Posted by BruceR at 11:23 AM

Today's essential Afghan viewing

Good UK Channel 4 clip on British soldiers and mentors in Helmand.

The Captain's Journal says this is evidence that Westerners need to be allowed to search Afghan homes again. I'd settle personally for the ANA being allowed to search Afghan homes again... during our tour there was a blanket prohibition on army house searches from MoD in Kabul. That was seen as an ANP duty. Oh, the army would do it sometimes, of course: everyone likes to find a weapons or ammo cache and they had less of an issue with the grape huts or unoccupied ruins where those kinds of things could often be found, but if it got too hot, or too dark, or the mentors too tiresome, they could always pull out the "we don't search houses" card, and that would basically be that.

The Afghan army officers of 2008-09 I worked closely with had internalized at a deep level (I'm not really sure how we managed it) that suppression of internal unrest was really an activity for the police, while the army existed to repel foreign aggressors. In that sense, they were really sort of the opposite of COIN-trained. If the enemy ever gathered in large numbers, of course, they'd probably have been more inclined to do something. But the insurgents we were actually facing they saw as really none of their business, because the IED-layers were locals, and not Pakistanis, making it a "police matter." As far as the day-to-day counterinsurgency fight went, these attitudes often proved problematic.

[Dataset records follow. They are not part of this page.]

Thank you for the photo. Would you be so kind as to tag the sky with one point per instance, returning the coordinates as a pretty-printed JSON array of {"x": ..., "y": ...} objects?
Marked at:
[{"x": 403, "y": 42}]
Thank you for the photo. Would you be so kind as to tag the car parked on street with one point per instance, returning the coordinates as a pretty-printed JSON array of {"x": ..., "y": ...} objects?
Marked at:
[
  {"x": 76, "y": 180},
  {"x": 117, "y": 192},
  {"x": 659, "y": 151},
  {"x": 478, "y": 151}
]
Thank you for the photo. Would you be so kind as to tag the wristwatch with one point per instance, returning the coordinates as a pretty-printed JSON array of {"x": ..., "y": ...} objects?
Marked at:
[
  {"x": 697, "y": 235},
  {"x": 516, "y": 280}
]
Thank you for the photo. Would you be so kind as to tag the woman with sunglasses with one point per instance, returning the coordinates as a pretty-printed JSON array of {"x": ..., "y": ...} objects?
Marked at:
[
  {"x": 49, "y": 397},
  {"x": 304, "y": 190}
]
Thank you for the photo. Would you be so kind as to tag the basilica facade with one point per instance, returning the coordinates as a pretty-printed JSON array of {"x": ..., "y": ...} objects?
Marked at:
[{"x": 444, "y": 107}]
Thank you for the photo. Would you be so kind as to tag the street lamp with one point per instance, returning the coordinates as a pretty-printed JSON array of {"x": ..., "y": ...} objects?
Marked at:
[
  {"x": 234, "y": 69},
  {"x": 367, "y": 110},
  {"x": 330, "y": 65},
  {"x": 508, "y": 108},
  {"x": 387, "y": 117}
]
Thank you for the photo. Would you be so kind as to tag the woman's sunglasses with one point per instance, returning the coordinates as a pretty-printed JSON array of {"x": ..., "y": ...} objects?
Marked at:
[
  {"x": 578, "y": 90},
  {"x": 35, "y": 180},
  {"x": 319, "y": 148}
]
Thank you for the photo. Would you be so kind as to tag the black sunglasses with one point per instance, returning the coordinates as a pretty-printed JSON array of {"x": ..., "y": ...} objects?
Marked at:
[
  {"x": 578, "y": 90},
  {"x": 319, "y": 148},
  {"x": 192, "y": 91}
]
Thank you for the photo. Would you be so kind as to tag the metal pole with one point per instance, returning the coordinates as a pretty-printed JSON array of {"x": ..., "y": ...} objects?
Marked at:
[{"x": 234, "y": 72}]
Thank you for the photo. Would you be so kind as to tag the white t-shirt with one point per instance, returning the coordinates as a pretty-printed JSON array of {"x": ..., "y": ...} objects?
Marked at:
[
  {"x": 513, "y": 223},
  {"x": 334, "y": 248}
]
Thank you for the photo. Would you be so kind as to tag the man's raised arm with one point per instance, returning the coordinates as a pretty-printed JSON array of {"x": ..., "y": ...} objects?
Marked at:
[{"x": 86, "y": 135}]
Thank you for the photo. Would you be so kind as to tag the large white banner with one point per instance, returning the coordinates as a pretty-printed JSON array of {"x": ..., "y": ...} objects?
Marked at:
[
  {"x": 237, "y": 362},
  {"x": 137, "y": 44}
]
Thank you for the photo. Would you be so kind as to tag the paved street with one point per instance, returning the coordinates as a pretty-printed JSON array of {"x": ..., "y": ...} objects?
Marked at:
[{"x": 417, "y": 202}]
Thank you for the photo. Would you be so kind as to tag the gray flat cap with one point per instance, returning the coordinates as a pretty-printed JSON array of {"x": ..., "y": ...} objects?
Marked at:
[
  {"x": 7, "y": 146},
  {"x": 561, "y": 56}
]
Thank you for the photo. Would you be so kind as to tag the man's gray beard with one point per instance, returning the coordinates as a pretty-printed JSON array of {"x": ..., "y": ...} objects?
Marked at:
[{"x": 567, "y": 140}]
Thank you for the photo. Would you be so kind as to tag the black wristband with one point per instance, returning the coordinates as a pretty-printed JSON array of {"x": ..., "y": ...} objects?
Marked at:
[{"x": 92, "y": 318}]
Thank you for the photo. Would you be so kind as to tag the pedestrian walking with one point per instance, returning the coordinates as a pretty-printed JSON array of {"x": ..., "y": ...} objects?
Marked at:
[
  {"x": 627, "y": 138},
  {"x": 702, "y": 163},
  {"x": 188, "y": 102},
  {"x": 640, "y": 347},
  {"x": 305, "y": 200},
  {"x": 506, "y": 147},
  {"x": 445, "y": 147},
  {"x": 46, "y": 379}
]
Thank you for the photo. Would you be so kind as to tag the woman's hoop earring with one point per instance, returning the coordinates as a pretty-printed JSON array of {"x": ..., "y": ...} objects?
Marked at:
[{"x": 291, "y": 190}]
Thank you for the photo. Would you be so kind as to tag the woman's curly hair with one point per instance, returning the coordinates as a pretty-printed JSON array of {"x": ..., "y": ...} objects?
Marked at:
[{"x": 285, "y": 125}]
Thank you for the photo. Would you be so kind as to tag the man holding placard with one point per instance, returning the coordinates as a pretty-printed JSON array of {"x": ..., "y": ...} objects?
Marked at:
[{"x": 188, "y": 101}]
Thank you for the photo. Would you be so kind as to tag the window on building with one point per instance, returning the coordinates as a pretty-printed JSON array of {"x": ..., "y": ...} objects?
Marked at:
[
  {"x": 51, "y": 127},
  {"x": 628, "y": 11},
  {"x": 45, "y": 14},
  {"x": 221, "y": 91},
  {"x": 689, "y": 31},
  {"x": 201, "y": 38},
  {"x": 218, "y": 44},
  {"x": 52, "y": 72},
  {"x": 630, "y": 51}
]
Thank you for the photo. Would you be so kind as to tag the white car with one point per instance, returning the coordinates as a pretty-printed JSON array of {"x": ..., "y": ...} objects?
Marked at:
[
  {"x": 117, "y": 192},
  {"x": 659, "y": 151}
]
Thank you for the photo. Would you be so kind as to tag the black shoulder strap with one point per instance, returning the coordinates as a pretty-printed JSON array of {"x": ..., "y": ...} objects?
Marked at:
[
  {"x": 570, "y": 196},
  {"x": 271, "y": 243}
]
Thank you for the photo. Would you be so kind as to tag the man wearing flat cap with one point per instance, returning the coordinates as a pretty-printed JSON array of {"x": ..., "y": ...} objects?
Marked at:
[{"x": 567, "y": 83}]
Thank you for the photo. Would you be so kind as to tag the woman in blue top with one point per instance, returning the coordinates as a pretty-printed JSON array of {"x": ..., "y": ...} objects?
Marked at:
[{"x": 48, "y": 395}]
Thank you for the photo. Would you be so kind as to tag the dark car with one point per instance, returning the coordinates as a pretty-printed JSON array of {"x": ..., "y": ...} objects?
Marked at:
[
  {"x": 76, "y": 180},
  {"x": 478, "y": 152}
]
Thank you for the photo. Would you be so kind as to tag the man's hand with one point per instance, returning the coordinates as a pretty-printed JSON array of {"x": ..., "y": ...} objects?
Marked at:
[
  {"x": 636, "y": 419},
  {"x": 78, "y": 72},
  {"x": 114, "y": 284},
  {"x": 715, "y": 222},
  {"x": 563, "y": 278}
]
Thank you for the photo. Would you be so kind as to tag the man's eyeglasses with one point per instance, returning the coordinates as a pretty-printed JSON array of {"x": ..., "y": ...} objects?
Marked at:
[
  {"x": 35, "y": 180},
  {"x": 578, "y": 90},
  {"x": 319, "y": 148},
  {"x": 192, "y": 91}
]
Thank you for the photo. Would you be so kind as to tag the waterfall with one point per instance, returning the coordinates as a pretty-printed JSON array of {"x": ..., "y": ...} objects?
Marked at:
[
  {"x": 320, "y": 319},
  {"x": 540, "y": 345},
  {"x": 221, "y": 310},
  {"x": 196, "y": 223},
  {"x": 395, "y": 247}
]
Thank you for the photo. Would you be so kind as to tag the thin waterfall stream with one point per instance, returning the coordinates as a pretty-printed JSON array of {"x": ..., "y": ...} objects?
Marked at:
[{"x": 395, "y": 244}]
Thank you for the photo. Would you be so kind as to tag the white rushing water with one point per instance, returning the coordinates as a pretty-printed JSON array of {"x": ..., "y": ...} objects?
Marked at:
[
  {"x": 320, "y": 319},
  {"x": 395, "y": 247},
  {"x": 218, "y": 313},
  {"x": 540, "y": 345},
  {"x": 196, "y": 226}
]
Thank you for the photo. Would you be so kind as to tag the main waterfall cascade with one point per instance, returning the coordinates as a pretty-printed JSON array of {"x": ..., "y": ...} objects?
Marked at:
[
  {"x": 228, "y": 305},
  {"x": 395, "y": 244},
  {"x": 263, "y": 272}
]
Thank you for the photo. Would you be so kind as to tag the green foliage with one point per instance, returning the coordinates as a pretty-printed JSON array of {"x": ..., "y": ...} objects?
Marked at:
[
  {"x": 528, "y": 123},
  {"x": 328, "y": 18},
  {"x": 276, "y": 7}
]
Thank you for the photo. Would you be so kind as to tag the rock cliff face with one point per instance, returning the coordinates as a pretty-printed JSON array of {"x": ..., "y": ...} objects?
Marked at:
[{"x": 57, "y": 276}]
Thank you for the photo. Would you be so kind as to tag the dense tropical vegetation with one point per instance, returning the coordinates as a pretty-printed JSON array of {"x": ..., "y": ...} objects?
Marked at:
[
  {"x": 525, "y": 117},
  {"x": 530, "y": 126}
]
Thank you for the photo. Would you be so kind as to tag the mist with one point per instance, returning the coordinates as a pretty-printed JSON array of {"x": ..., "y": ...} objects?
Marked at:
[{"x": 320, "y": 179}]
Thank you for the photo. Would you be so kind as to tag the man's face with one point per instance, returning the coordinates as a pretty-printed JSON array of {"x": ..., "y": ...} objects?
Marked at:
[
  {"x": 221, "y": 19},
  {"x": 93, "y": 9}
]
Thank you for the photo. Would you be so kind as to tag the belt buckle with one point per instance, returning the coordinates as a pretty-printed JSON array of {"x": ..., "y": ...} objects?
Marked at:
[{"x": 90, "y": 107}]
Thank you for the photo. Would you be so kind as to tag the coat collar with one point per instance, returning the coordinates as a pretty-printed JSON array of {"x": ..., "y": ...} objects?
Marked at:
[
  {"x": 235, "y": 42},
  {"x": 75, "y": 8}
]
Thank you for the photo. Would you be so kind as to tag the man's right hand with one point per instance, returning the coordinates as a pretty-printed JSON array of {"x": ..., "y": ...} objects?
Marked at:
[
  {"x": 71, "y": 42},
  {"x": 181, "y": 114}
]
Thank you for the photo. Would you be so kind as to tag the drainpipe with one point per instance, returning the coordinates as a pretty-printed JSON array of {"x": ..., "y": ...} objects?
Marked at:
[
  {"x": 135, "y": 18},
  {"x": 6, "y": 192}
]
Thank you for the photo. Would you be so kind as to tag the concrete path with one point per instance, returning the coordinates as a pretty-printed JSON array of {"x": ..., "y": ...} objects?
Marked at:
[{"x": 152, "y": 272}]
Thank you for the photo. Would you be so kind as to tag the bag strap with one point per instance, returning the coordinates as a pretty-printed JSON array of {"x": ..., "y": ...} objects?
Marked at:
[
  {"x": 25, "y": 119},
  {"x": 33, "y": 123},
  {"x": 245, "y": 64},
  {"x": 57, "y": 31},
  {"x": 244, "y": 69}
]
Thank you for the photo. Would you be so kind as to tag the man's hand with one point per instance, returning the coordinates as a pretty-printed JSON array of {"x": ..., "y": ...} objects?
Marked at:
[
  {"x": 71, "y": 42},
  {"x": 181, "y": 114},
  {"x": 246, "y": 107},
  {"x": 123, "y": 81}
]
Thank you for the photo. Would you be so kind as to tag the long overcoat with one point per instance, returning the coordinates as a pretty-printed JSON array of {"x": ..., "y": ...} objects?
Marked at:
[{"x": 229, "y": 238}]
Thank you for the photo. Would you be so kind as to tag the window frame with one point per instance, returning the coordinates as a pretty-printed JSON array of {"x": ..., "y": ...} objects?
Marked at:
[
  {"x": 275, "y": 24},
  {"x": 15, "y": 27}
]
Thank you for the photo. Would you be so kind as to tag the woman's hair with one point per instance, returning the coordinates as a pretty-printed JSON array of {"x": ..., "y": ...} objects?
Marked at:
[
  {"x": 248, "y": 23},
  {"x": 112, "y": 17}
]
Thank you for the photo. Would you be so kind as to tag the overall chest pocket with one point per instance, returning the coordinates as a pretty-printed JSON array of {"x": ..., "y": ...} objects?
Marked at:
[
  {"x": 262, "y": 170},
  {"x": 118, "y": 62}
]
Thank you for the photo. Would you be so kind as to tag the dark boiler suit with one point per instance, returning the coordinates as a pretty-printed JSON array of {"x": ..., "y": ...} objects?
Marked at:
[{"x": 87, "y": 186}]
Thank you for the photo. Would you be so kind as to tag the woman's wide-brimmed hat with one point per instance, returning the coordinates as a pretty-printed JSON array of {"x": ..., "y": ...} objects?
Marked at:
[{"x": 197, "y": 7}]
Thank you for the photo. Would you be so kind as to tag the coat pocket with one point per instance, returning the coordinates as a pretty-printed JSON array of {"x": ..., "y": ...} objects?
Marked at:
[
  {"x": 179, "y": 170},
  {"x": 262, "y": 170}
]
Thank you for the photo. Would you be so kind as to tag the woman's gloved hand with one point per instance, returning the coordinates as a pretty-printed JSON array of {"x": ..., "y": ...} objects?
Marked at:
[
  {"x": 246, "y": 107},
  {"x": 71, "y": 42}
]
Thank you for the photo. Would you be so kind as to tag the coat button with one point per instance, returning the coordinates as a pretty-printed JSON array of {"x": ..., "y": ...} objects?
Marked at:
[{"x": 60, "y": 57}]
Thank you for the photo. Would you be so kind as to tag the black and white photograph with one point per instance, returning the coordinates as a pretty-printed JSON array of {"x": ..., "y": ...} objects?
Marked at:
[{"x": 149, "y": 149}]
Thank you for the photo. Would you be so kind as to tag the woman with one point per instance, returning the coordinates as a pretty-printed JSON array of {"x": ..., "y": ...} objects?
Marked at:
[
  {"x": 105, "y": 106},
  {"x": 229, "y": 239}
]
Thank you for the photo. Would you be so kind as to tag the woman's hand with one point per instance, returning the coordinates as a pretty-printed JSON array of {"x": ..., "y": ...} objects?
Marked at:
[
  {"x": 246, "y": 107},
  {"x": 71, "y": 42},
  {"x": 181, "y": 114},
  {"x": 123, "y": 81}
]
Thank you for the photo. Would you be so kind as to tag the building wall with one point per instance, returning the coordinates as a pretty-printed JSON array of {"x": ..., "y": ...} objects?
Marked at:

The ANA at the time would not detain people, for instance. They had been told that any Afghan resident was entitled to his day in "court" within 72 hours. They had no authority to do anything but turn people they found over to the ANP and the "justice system". Because they had assessed (accurately, I believe) that that meant rapid release in almost all cases, they generally didn't put too much effort into that activity, either.

It's obviously difficult to fight an insurgency if you and your indigenous forces can't/won't either detain people or enter occupied dwellings. That's why by the end of tour I was seeing larger payoffs per unit of effort spent in military mentoring of ANP units than the ANA. I suspect that the army attitudes I saw on my tour towards their role in fighting the insurgency are going to be too deep and hard-wired for them to be "overwritten" easily now, whoever is in charge of the Western effort in Afghanistan.

UPDATE: Another factor here is that, as the piece relates, this is a new bunch of Brit mentors in their first weeks with their ANA, from a battalion which will have been fighting and dying in Helmand now a very long time indeed (and are probably on their third or fourth mentor team). You're going to have a learning curve on both sides at this point, so one really shouldn't be too alarmed about any terseness in their dealings with each other (or the Brit sergeant with his Brit private) displayed in the clip. It's normal.